Investment Services & Regulated Markets

On 14 November 2022, the European Banking Authority (EBA) published its final Regulatory Technical Standards (RTS) on specific liquidity measurement for investment firms under the Investment Firms Directive (IFD).

These RTS are going to make certain that all competent authorities follow the same harmonised approach when adopting the decision to impose further liquidity requirements to an investment firm.

Competent authorities are allowed by the IFD to increase an investment firm's liquidity requirements if, following the assessment of liquidity risk according to the supervisory review and evaluation process (SREP), they conclude that the investment firm is exposed to material liquidity risks, which are not sufficiently covered by the minimum liquidity requirements set out in the Investment Firms Regulation (IFR).

The aforementioned RTS address in detail the main elements that may affect the liquidity risk of an investment firm, in order to have a harmonised application of the specific liquidity requirements. More specifically, competent authorities will have to access:

  • All elements specific to each service provided by the investment firm under MiFID
  • Other elements that could have a material impact, such as external factors, group structure, operational or reputational risks.

Competent authorities will be expected to assess only a limited set of these elements in small and non-interconnected investment firms. This aims at preserving the proportional approach envisaged by the IFR and IFD.

On 17 November 2022, the European Securities and Markets Authority (ESMA) launched a consultation paper on a review of the technical standards under Article 34 of MiFID II covering the provision of investment services across the EU.

Through this consultation paper ESMA wants to invite comments on all matters and in particular on the specific questions summarized in Annex 1.

The key amendments proposed include the following items to the information that investment firms are required to provide at the passporting stage:

  • The marketing means the firm will use in host Member States
  • The language(s) for which the investment firm has the necessary arrangements to deal with complaints from clients from each of the host Member States in which it provides services
  • In which Member States the firm will actively use its passport as well as the categories of clients targeted, and
  • The investment firm's internal organisation in relation to the cross-border activities of the firm.

This paper is mainly of interest to competent authorities and investment firms that are subject to Directive 2014/65/EU of the European Parliament and of the Council (MiFID II). Particularly, it is addressed to investment firms that provide or may provide in the future investment services and activities on a cross-border basis in accordance with Article 34 of MiFID II.

ESMA will consider all comments received by 3 months after publication and will expect to publish a final report and submission of the draft technical standards to the European Commission for endorsement by the end of 2023.

On 21 November 2022, the European Securities and Markets Authority (ESMA) published its Annual Report on waivers and deferrals.

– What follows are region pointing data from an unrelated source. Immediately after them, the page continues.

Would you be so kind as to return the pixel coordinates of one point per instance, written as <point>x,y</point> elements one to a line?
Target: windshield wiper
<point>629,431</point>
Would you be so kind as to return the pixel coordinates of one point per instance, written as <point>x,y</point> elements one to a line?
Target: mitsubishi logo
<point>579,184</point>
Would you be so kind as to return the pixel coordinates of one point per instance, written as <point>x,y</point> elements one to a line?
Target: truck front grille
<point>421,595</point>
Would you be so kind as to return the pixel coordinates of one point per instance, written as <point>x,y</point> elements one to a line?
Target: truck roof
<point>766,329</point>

In the report, a picture of the European trading landscape in 2021 is provided by ESMA, encompassing the net effect of Brexit and the relocation process from the UK to the European Union (EU).

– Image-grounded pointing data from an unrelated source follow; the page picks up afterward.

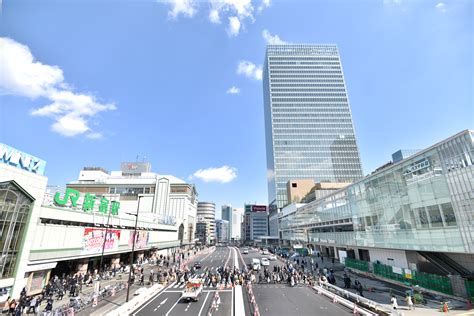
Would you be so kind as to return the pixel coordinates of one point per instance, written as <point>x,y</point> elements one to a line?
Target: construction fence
<point>409,277</point>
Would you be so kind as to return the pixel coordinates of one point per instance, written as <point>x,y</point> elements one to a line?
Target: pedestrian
<point>360,289</point>
<point>6,306</point>
<point>32,305</point>
<point>394,302</point>
<point>12,306</point>
<point>410,303</point>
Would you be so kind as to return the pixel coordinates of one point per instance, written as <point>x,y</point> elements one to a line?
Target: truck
<point>192,290</point>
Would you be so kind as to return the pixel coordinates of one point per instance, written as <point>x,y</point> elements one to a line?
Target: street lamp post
<point>133,248</point>
<point>103,245</point>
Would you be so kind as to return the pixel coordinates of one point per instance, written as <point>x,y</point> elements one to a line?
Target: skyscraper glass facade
<point>308,123</point>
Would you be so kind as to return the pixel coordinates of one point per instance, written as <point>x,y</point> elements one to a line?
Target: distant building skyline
<point>308,122</point>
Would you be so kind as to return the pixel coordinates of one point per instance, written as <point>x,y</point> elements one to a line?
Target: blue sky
<point>99,82</point>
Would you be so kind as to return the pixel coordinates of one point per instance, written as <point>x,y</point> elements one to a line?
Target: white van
<point>255,264</point>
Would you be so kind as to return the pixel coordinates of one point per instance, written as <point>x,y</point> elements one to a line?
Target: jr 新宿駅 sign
<point>88,203</point>
<point>21,160</point>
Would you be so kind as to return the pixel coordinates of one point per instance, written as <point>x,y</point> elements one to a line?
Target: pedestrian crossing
<point>175,285</point>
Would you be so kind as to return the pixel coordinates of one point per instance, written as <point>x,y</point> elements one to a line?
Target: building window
<point>14,211</point>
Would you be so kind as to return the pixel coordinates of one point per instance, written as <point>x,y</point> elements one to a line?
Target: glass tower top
<point>308,122</point>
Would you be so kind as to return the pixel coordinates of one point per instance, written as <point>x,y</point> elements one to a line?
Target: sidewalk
<point>381,291</point>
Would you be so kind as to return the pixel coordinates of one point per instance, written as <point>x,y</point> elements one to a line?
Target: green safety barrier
<point>357,264</point>
<point>428,281</point>
<point>470,289</point>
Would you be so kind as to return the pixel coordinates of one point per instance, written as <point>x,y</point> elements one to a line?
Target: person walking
<point>410,302</point>
<point>394,302</point>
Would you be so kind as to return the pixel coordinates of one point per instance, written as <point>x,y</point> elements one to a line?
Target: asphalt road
<point>168,303</point>
<point>281,299</point>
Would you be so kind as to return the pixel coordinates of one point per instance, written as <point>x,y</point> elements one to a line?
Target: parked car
<point>255,264</point>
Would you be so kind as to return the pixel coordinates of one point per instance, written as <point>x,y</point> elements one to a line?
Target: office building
<point>255,223</point>
<point>236,227</point>
<point>415,214</point>
<point>226,214</point>
<point>222,230</point>
<point>50,230</point>
<point>308,122</point>
<point>206,213</point>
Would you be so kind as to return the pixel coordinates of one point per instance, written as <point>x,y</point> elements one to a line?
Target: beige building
<point>306,190</point>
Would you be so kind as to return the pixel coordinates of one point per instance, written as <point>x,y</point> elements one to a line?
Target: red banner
<point>93,240</point>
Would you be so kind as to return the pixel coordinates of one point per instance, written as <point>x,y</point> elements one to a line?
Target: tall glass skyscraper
<point>308,122</point>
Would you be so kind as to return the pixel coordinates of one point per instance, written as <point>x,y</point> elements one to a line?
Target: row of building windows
<point>305,71</point>
<point>336,109</point>
<point>309,89</point>
<point>309,85</point>
<point>299,75</point>
<point>300,58</point>
<point>311,119</point>
<point>317,94</point>
<point>290,99</point>
<point>315,143</point>
<point>298,81</point>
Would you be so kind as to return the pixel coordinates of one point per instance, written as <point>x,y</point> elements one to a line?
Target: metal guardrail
<point>340,300</point>
<point>357,298</point>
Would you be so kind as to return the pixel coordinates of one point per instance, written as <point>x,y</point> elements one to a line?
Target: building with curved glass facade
<point>308,122</point>
<point>416,210</point>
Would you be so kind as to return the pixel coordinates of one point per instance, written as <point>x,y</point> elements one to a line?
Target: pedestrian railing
<point>345,302</point>
<point>357,299</point>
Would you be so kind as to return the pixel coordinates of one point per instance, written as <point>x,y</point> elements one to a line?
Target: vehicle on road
<point>139,291</point>
<point>193,290</point>
<point>255,264</point>
<point>3,294</point>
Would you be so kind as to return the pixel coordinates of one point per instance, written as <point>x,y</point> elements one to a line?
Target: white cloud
<point>250,70</point>
<point>233,90</point>
<point>23,76</point>
<point>272,39</point>
<point>234,26</point>
<point>223,174</point>
<point>392,2</point>
<point>238,12</point>
<point>263,5</point>
<point>185,7</point>
<point>214,16</point>
<point>441,7</point>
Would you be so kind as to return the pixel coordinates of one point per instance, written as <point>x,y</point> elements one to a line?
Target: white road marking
<point>204,303</point>
<point>164,301</point>
<point>173,306</point>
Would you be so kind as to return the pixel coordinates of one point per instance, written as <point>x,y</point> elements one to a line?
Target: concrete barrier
<point>132,305</point>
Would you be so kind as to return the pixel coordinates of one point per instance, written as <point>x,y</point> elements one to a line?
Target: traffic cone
<point>445,307</point>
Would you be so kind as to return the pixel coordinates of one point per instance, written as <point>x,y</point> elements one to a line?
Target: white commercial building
<point>92,220</point>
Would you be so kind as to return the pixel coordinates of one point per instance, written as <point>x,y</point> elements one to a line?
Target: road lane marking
<point>204,303</point>
<point>187,307</point>
<point>173,307</point>
<point>164,301</point>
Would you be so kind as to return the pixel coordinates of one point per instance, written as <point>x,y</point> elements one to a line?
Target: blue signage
<point>21,160</point>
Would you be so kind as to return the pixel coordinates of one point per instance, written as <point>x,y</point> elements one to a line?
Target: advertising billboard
<point>93,240</point>
<point>141,240</point>
<point>259,208</point>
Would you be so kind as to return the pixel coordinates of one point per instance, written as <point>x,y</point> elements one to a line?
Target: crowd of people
<point>73,285</point>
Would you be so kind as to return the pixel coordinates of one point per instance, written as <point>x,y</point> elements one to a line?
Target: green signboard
<point>88,203</point>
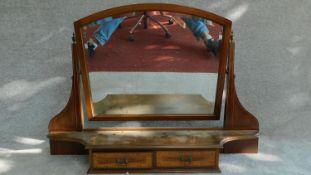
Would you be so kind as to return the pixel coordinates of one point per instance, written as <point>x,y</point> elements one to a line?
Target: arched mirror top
<point>178,76</point>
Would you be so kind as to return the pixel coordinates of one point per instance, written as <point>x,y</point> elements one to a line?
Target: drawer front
<point>121,160</point>
<point>182,159</point>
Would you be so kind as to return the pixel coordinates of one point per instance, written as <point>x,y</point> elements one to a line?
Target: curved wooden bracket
<point>70,118</point>
<point>236,116</point>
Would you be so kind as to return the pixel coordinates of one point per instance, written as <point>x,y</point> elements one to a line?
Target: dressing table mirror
<point>153,62</point>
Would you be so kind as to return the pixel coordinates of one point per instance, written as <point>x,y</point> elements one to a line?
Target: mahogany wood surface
<point>236,116</point>
<point>185,159</point>
<point>70,118</point>
<point>154,7</point>
<point>121,160</point>
<point>239,134</point>
<point>157,139</point>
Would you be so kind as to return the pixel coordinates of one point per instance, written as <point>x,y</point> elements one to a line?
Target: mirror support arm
<point>236,116</point>
<point>71,117</point>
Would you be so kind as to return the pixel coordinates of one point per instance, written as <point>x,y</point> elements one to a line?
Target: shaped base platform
<point>151,151</point>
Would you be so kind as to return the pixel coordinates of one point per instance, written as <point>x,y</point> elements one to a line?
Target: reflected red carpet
<point>152,52</point>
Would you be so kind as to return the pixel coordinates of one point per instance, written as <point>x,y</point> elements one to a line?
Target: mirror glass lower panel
<point>152,63</point>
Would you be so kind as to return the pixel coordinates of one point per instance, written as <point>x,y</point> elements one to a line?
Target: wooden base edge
<point>241,146</point>
<point>66,148</point>
<point>139,171</point>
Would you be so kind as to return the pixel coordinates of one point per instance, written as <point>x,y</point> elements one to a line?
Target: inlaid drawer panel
<point>182,159</point>
<point>122,160</point>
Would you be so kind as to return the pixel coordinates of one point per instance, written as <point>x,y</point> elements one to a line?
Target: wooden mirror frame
<point>68,135</point>
<point>227,24</point>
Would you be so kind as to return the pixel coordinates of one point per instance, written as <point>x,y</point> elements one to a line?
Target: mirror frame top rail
<point>227,26</point>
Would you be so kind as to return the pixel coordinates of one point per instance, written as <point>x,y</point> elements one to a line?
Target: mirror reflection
<point>152,63</point>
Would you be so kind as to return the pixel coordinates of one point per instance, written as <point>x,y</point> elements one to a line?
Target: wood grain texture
<point>154,7</point>
<point>236,116</point>
<point>121,160</point>
<point>184,159</point>
<point>58,147</point>
<point>156,139</point>
<point>70,118</point>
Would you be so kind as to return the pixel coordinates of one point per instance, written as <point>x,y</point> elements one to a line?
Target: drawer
<point>188,159</point>
<point>121,160</point>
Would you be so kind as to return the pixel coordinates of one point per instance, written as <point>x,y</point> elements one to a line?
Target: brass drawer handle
<point>122,161</point>
<point>185,159</point>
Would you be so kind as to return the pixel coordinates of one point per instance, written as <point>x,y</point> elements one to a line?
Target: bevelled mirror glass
<point>153,65</point>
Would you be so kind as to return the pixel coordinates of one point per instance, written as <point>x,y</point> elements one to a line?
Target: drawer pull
<point>185,159</point>
<point>122,161</point>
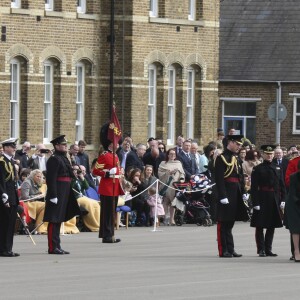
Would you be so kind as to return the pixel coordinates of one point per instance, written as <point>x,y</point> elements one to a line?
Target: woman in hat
<point>267,191</point>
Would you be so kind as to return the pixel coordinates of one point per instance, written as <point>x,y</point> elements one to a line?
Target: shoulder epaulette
<point>295,157</point>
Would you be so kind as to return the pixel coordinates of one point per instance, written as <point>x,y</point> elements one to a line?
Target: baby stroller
<point>190,204</point>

ESMA, under Article 4(4) and 9(2) is required to monitor the application of pre-trade transparency waivers and to submit an annual report to the European Commission (EC) on how equity and non-equity waivers are applied in practice. Also, ESMA, under Article 7(1) and 11(1) is required to monitor the application of deferred trade-publication and to submit an annual report to the EC on how they are used in practice.

The report includes an analysis based on waivers for both equity and non-equity instruments from which ESMA issued an opinion to the competent authority (CA) in the period between 1 January and 31 December 2021 and covers an overview of the deferral regime applied by CAs.

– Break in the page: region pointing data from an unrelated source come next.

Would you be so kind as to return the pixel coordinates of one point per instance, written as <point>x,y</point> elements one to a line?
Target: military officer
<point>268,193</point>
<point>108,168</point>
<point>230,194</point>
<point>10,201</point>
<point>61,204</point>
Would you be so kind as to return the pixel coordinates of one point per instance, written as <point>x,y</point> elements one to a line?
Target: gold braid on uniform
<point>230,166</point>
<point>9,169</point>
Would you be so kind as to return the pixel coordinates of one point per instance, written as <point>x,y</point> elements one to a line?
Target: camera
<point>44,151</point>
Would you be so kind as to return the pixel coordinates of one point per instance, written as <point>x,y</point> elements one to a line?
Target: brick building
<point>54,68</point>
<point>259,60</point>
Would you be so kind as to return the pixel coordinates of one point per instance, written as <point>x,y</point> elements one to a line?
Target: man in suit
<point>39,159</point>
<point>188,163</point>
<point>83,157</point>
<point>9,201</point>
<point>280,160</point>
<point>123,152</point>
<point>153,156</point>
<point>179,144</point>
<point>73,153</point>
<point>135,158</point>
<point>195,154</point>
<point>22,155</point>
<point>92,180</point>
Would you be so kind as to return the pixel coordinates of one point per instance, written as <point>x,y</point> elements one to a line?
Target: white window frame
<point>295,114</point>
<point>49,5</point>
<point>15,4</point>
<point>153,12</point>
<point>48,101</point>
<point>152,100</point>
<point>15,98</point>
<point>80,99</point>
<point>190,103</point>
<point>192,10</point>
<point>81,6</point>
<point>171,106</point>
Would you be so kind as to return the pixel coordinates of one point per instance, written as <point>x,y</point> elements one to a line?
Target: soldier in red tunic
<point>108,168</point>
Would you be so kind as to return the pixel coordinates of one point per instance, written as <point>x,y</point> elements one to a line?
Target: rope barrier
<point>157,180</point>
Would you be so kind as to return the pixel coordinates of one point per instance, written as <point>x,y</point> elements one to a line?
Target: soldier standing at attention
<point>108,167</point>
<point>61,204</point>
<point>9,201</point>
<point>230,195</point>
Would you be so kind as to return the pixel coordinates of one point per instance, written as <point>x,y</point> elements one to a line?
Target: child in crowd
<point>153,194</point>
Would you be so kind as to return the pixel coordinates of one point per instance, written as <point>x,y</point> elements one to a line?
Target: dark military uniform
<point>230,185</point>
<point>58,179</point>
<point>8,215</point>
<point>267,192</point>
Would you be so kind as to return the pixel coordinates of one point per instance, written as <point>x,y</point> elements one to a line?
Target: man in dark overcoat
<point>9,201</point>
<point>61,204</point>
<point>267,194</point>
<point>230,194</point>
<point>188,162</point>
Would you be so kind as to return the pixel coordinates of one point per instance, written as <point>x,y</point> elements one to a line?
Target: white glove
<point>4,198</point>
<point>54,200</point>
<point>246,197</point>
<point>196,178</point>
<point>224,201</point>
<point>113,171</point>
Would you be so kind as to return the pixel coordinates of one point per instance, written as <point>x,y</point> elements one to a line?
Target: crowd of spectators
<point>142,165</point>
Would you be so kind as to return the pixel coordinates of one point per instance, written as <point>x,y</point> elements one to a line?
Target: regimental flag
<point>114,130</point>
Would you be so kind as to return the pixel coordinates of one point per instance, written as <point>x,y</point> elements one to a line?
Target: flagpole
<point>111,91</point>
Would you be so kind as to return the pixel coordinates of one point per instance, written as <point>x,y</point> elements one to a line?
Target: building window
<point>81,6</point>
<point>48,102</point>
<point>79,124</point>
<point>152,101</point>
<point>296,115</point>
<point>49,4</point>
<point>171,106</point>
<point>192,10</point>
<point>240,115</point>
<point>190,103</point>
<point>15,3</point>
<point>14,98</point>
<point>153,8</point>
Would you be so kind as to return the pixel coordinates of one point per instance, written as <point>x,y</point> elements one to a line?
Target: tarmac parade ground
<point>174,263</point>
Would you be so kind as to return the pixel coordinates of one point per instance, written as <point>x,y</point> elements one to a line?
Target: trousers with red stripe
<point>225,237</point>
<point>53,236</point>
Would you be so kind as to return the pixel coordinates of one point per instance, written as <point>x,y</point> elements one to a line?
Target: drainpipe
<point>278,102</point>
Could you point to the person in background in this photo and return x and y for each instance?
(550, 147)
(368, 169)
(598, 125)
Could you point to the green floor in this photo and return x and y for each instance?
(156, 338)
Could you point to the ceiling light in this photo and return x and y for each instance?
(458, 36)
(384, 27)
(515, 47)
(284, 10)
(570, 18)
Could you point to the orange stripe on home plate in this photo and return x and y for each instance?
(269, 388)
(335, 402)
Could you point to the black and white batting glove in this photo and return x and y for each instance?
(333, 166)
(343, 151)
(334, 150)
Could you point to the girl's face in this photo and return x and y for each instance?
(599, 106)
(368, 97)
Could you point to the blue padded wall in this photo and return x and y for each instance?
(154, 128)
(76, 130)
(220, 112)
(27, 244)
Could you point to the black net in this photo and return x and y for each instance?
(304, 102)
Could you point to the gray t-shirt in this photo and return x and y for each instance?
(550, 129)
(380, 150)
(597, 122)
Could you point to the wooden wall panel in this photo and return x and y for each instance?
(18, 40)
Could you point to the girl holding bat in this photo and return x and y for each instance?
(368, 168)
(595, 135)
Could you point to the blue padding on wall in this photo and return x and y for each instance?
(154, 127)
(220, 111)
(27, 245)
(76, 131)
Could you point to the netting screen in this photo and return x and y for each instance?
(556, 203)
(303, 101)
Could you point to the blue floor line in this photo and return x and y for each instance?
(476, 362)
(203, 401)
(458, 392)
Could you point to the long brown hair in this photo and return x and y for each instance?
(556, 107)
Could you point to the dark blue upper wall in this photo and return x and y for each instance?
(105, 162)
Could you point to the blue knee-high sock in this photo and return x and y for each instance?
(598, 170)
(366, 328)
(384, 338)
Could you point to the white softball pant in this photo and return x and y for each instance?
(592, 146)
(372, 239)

The analysis of non-equity instruments is limited to the trading activity under waivers and deferrals. ESMA, taking note of these data quality issues, added a recommendation in the report to amend MiFIR to allow ESMA to request data on the use of waivers and deferrals via the Financial Instruments Transparency System (FITRS) also for non-equity instruments.

ESMA also added other recommendations such as streamlining the current deferral regime via a targeted set of amendments, deleting the SSTI waiver and deferral for non-equity instruments, and increasing the pre- and post-trade transparency LIS threshold for Exchange-Traded Funds.

Anti-Money Laundering (AML) & Financial Crime

On 22 November 2022, the European Banking Authority (EBA) published guidelines relating to the use of Remote Customer Onboarding Solutions under Article 13 (1) of Directive (EU) 2015/849.

EBA emphasizes on:

  • Credit and financial institutions should apply a pre-implementation assessment of the remote customer onboarding solution.
  • Credit and financial institutions should put in place and maintain policies and procedures to comply with their obligations under Article 13(1) (a) and (c) of Directive (EU) 2015/849, i.e. (a) identifying the customer and verifying the customer's identity on the basis of documents, data or information obtained from a reliable and independent source; in situations where the customer is onboarded remotely. These policies and procedures should be risk-sensitive.
  • The AMLCO should, as part of their general duty to prepare policies and procedures to comply with the CDD requirements, make sure that remote customer onboarding policies and procedures are implemented effectively, reviewed regularly and amended where necessary.
  • The management body of the credit and financial institution should approve remote customer onboarding policies and procedures and oversee their correct implementation.

Market Abuse

On 18 November 2022, European Securities and Markets Authority (ESMA) published its annual report on administrative and criminal sanctions, and other administrative measures imposed under the Market Abuse Regulation in 2021.

In 2021, National Competent Authorities (NCAs) reported in total 366 administrative sanctions and measures and 29 criminal sanctions for infringements of Regulation (EU) No 596/2014 on Market Abuse (MAR). The value of the financial penalties imposed for the administrative sanctions reached EUR 54,273,686.97, while the financial penalties in relation to criminal infringements of MAR amounted to EUR 5,340,879.

Although the number of administrative sanctions and measures under MAR significantly decreased compared to 2020, the financial penalties significantly increased. Regarding the criminal sanctions under MAR, both the number of sanctions and the aggregated value of the imposed sanctions decreased compared to 2020.

On 25 November 2022, European Securities and Markets Authority (ESMA) published its updated Q&As on the Market Abuse Regulation.

This version has been updated with a revised Q&A regarding the prevention and detection of market abuse (person professionally arranging or executing transactions).

More specifically, the revised question concerns whether the obligation to detect and report market abuse under Article 16(2) of MAR applies to investment firms under MiFID only or also to UCITS management companies, AIFMD managers or firms professionally engaged in trading on own account.

Other Regulatory Updates

On 21 November 2022, the Financial Conduct Authority (FCA) published an article to warn stock app operators to review design features, including those with game-like elements, which risk prompting consumers to take actions against their own interest.

There are apps with features that include frequent notifications with the latest market news and providing consumers with in-app points, badges and celebratory messages for making trades, which according to the FCA are more likely to lead consumers in products beyond their risk appetite.

The FCA also published research which raises concerns that customers using such trading apps are exposed to high-risk investments, and that some appear to exhibit behaviours similar to problem-gambling.

While gamification is positively engaging consumers, the FCA found it being used in ways that may mislead consumers or lead to poor outcomes and problem behaviours.

The FCA's intention is to do further research into trading app use and design features and in particular to understand some wider financial vulnerabilities for the users of these apps.

In order to ensure customers are being treated fairly and ahead of the new Consumer Duty coming into force next year, all firms should be reviewing their products now to ensure they are fit for purpose.

Firms are required by the Consumer Duty to design services so that consumers can make effective, timely and properly informed decisions about financial products and services.